Hevelius continued to study comets and eventually published his magnum opus on the subject Cometographia in 1668. Within this tome he attempted to describe and classify cometary tails, and posited that comets move along paths corresponding to conic sections (recall figure 1.10) with the Sun located at a focal point (although he did vacillate somewhat on this latter condition). Since comets were still believed to be ephemeral, one-off displays, Hevelius suggested they were some kind of spurious planet, formed from material exhalations derived from either one of the outermost planets Jupiter or Saturn – the planet of origin being determined by the comet’s color. The frontispiece to Cometographia reveals the Hevelius viewpoint on comet orbits and origins (see figure 1.17). The image shows Hevelius flanked by the ghost of two philosophers past: Aristotle and Kepler. To his right is Aristotle, ignored and pointing somewhat vaguely to a diagram showing comets as atmospheric phenomena constrained to the sublunar region, their tails pointing in any and all directions. To the left of Hevelius, in more earnest stance is Johannes Kepler, who holds his diagram revealing the rectilinear motion of cometary paths; their tails streaming away from the Sun. Hevelius, however, cannot hold the eye of Kepler, and with a gentle, staying wave of his left hand points emphatically with his right to the new interpretation.
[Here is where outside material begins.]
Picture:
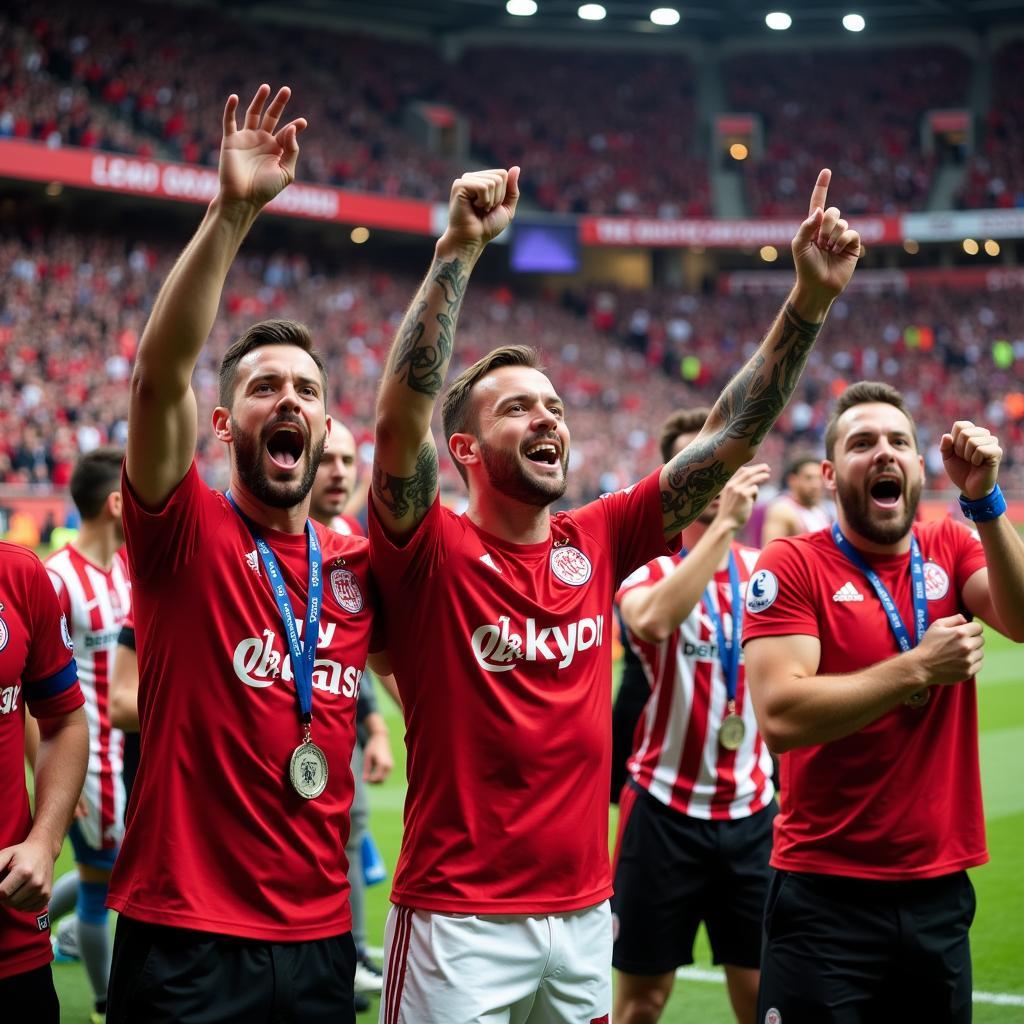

Comets move along gently curving paths (parabolic or hyperbolic – but not elliptical). Hevelius essentially truncated the long and gently curving (interstellar) pathways depicted by Descartes (figure 1.16); downgrading comets thereby from vortex skimming stars of unknown origin, to locally birthed planet-born progeny.
While justly famed for his lunar and star mapping work, Hevelius, in later life, was overwhelmed by the scientific and instrumental advancements that had developed around him. The beginning of the end for Hevelius began, in fact, with his observations relating to the comet of 1664, for which he presented sky positions that were at odds with all other observers. Then in 1674 Robert Hooke, in his Animadversions, launched into a long critique of Helvelius’s Machina Coelestis (published in 1673) – chastising Hevelius for relying on the eye to make positional observations when telescopic sights offered a much more precise means of measurement. Further misfortune followed in September of 1679 when his observatory in Danzig, Stellaburgum, burnt to the ground. And finally, with the appearance of the comet of 1680, and Newton’s 1687 triumphant description of its orbit as a parabola, with the Sun at the focal point (recall figure 1.5), Helvelius’s notion of comets moving along gentle curving paths was laid to rest. Hevelius died in 1687, the last of the great Tychonic School of naked-eye observers, being spared the news of Newton’s work and the 1705 publication of A Synopsis of the Astronomy of Comets by Edmund Halley in which the periodic nature of the comet of 1682 was revealed.